A few years ago, it would have taken an act of God for the Michigan Department of Natural Resources to admit cougars exist in the state.

Two weeks ago, DNR officials released a trail camera photograph of a cougar in Delta County. The sighting, confirmed by DNR officials as that of a cougar, marked the 40th substantiated sighting since 2008.

DNR officials are quick to point out that it’s unknown whether that means there are 40 separate cougars or fewer, with perhaps the same cougar being verified several times.

The fact is, however, DNR officials now agree cougars do roam through Michigan.

To date, all but one of the cougars have been confirmed in the Upper Peninsula. The sighting in the Lower Peninsula was in Clinton County, about 13 miles northeast of Lansing.

Michigan cougars remain a mystery to DNR biologists.

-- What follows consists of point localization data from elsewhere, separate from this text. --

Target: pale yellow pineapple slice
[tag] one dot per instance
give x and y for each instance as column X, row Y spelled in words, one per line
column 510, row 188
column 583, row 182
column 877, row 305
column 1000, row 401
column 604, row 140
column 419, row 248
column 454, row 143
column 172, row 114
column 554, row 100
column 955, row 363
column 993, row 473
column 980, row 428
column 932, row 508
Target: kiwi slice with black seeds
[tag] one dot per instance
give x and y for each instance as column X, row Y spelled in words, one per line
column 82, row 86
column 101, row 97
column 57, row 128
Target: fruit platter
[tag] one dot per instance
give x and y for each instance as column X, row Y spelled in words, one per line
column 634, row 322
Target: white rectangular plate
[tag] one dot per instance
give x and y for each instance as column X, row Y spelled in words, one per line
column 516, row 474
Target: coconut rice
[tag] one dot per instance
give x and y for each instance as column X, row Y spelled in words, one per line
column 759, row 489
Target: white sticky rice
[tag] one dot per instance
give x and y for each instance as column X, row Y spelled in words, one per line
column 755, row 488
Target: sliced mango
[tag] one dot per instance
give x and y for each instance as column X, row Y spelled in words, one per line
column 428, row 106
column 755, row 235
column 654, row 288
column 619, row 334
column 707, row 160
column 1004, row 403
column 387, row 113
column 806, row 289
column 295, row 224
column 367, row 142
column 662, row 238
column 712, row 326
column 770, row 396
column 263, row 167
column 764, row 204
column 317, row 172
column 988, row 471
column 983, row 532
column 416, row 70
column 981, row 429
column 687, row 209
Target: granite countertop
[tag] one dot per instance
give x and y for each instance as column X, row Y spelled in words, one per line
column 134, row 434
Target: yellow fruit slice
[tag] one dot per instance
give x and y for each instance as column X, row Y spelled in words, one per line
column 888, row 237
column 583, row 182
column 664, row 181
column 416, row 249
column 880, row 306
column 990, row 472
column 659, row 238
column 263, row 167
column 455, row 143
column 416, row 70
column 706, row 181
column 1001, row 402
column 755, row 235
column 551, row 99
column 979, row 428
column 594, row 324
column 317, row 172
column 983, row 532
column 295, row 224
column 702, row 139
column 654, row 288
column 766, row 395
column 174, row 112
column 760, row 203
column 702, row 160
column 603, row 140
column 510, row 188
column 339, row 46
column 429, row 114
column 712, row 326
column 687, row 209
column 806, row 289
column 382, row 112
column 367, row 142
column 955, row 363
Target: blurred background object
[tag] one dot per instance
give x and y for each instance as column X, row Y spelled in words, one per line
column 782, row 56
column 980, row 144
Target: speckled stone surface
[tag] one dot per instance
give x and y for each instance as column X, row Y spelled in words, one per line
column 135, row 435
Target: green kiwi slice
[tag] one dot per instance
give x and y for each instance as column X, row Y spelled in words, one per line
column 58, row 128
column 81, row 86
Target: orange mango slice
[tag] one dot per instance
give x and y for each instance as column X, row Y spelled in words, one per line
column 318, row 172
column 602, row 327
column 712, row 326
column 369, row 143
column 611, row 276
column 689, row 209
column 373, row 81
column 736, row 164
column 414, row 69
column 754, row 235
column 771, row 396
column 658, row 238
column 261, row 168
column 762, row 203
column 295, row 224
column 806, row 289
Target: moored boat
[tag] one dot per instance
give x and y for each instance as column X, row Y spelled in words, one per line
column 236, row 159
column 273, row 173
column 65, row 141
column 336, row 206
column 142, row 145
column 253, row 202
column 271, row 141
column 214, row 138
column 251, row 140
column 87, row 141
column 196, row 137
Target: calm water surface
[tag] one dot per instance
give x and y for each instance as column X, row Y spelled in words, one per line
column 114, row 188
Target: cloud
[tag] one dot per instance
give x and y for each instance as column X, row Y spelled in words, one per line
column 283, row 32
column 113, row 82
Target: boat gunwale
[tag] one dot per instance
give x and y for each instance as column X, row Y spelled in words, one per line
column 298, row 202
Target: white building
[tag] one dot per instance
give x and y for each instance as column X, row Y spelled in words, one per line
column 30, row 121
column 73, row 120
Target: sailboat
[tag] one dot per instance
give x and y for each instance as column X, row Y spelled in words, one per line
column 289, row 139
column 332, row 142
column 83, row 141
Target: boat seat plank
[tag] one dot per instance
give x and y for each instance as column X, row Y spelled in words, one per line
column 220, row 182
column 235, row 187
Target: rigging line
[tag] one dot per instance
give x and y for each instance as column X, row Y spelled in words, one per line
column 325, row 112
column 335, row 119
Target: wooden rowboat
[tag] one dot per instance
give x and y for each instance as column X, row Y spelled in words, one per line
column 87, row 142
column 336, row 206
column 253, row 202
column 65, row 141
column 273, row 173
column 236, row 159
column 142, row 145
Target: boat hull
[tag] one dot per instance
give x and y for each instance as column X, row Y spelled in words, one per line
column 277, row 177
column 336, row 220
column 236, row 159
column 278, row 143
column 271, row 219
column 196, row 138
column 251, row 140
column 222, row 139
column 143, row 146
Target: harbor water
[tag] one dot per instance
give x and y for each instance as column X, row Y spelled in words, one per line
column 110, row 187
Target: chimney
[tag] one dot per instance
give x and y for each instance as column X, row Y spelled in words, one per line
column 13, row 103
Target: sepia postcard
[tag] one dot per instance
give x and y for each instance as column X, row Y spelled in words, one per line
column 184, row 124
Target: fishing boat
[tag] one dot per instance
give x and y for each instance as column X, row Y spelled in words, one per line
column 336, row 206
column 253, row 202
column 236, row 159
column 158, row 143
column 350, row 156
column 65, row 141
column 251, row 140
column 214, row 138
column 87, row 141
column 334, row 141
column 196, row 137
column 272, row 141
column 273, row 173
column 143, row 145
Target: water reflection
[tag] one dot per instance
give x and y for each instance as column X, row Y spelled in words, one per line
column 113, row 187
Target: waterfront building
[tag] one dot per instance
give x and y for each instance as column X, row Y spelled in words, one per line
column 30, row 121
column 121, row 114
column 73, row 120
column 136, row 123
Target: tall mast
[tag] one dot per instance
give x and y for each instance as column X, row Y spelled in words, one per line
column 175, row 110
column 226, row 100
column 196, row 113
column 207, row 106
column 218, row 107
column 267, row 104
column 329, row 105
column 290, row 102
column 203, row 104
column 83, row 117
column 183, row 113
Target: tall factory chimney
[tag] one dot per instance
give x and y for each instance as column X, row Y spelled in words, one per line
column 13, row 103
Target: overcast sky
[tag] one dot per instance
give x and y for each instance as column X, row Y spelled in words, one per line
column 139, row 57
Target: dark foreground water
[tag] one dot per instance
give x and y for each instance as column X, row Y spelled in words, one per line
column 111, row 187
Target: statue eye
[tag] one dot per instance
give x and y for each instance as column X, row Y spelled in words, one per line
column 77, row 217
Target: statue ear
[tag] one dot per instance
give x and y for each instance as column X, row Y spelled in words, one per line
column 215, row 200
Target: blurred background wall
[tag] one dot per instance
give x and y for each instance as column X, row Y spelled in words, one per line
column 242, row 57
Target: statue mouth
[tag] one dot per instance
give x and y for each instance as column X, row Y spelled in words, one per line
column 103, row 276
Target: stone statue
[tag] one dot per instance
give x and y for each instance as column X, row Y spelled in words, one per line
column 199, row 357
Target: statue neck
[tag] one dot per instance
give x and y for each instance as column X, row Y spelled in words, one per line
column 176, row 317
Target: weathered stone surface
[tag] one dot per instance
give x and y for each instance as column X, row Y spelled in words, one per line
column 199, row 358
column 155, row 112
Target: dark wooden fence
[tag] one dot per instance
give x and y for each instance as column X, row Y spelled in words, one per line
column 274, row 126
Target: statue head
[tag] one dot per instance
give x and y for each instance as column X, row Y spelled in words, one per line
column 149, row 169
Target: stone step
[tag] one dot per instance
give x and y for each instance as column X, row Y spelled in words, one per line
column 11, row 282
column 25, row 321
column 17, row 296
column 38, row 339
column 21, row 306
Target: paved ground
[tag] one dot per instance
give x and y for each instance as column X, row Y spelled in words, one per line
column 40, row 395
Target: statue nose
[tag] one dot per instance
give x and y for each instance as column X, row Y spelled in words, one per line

For instance, there is no conclusive evidence of a breeding population in the state. Confirmations thus far have come from trail cameras, tracks, or scat. Two poached male cougars that the DNR gained access to for tissue samples revealed that the cats came from a population found generally in South Dakota, Wyoming, and northwest Nebraska.

It is speculated that, perhaps, the cougars were looking to expand their territory.

The two trail camera sightings this summer are crystal clear and leave no doubt a cougar was walking by at the time of the photograph.

We think it’s safe to say cougars have become a new animal in Michigan that DNR officials will be monitoring closely in the years ahead.